福島県のヒメアカネは生息地が非常に限られていて、過去の記録を含めても10か所程度なのではないでしょうか。20年前ごろから本格的に減反政策が進められ、中山間地の水田が次々に廃田に追い込まれました。こうした水田は平地の水田とは異なり、水源を山からの湧き水を利用している場合がほとんどで、水路の管理がされなくなると、たちまち水田は湿地化して、数年後にはヤナギやハンノキが生えてきて、20年も全く手が入らなければに鬱蒼としたハンノキ林や低灌木の林に代わっていきます。

県内の安定した生息地はほとんどがミズゴケが繁茂する湿地、湿原で山地に多く見られます。時期を変えれば、ハッチョウトンボが同所に見られる場合が多いように思います。休耕田が各地に見られだすようになると、オゼイトトンボ、サラサヤンマ、エゾトンボ、ハッチョウトンボそして本種が決まって進出してきます。しかし、こうした新しい湿地も長くて10年程度しか生息地としてはもちません。いつの間にかヨシが生え灌木が繁茂し、あるいは草地化してトンボたちは姿を消してしまいます。一時的に本種の生息地は各地に増えたのですが、現在はその多くが消滅しています。

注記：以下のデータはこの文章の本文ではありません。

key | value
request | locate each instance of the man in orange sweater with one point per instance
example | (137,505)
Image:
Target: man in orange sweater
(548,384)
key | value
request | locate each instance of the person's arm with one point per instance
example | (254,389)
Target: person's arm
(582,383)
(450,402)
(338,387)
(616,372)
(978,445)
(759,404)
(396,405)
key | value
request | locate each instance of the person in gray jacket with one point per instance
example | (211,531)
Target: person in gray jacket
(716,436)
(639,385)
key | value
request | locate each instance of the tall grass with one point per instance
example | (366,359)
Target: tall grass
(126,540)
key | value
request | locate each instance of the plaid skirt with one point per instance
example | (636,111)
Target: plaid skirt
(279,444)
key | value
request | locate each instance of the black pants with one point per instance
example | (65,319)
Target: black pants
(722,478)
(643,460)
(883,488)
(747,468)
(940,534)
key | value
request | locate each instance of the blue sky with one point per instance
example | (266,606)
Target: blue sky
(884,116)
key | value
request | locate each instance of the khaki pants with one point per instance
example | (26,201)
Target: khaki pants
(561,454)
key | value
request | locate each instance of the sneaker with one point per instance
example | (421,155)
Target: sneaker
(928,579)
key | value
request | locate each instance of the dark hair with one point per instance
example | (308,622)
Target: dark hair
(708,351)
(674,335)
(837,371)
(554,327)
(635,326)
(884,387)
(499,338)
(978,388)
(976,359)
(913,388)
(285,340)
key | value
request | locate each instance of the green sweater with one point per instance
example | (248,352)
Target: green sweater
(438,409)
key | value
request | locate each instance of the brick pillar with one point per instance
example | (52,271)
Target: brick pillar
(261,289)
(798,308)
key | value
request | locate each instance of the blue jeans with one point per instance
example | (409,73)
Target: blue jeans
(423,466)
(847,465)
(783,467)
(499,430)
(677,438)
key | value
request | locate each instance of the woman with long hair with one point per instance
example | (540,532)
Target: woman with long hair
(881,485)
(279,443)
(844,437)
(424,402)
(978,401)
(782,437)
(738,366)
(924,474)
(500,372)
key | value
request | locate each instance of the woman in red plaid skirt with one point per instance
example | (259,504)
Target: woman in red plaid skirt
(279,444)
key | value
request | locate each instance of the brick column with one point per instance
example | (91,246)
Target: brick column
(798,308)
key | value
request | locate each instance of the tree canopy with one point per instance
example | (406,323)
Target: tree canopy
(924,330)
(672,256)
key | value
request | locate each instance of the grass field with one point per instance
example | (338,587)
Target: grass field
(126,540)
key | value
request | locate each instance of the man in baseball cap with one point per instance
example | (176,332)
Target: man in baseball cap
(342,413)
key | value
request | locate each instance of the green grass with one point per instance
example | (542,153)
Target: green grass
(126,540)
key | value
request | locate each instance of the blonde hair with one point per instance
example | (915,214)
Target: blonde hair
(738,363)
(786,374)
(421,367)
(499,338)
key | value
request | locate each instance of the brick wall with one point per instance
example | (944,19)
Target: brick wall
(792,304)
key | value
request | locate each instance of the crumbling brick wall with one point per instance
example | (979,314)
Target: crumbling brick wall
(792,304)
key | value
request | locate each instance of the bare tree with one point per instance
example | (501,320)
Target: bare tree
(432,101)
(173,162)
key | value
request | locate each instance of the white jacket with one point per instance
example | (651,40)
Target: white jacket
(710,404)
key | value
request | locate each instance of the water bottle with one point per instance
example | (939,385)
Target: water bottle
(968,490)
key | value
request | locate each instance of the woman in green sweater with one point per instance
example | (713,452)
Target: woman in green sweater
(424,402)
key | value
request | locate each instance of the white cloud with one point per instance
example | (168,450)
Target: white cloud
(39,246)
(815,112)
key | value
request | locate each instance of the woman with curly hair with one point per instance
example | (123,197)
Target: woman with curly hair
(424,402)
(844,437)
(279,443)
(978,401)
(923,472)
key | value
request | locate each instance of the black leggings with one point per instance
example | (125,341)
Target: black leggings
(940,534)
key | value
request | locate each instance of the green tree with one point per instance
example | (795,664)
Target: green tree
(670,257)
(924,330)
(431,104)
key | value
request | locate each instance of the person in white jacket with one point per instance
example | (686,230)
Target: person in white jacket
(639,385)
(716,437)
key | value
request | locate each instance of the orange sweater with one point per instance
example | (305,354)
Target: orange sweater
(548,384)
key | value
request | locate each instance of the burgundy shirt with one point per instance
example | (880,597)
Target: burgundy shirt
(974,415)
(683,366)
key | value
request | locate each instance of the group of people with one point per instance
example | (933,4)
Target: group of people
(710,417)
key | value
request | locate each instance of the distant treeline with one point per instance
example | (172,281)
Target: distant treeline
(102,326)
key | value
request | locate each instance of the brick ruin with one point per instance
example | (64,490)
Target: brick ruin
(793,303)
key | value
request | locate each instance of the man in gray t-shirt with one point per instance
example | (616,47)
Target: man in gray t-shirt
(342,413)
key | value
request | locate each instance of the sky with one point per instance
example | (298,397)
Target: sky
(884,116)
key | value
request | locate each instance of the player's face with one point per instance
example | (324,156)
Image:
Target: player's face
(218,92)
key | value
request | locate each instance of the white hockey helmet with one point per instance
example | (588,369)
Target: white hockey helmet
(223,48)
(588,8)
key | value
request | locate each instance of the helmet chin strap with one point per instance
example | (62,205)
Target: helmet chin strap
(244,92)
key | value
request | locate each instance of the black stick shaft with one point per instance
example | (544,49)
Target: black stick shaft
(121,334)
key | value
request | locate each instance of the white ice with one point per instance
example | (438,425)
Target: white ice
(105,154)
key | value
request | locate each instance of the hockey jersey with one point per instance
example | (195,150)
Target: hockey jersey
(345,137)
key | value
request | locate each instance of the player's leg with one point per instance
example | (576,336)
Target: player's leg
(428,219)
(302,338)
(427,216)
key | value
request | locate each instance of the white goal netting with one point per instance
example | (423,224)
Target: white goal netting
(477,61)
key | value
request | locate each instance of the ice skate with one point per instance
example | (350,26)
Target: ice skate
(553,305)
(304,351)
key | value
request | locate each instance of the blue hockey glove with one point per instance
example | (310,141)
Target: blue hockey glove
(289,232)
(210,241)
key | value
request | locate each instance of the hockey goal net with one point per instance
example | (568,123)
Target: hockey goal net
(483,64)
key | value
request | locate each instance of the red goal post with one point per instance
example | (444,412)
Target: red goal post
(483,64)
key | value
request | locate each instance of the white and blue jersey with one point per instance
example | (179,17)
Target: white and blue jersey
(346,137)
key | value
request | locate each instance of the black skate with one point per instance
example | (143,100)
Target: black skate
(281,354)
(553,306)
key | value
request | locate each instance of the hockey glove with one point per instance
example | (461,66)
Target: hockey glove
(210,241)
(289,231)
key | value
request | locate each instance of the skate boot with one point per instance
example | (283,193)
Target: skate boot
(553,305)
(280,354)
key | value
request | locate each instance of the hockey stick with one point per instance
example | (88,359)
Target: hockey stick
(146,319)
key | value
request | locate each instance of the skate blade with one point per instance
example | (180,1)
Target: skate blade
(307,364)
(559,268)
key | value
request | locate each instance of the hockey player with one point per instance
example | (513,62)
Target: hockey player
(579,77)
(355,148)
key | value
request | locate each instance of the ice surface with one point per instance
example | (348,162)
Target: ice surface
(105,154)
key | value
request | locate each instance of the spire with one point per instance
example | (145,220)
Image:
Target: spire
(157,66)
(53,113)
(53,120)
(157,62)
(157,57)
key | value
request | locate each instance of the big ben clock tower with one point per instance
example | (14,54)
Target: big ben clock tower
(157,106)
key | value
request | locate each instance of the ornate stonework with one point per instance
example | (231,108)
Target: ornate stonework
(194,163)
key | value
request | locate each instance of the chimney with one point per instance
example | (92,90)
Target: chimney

1999年8月に小野町在住の和尚さんG氏にいわき市内の本種発生地をご案内いただきました。生息地は幾分ミズゴケが繁茂してきたような山間の休耕田で、まだ若い個体が周辺の林縁部に多く、一部が交尾していました。この時は同時に阿武隈高地では稀なキマダラモドキを発見するなどの副産物もあって、チョウ好きのG和尚の笑顔が今でも忘れられません。私にはなつかしい思い出となっていました。今年、久しぶりに当地のヒメアカネはどうなっているのだろうと、訪れてみました。原発事故以降どうなっているのか全く分かりませんでしたので少々不安でもありました。 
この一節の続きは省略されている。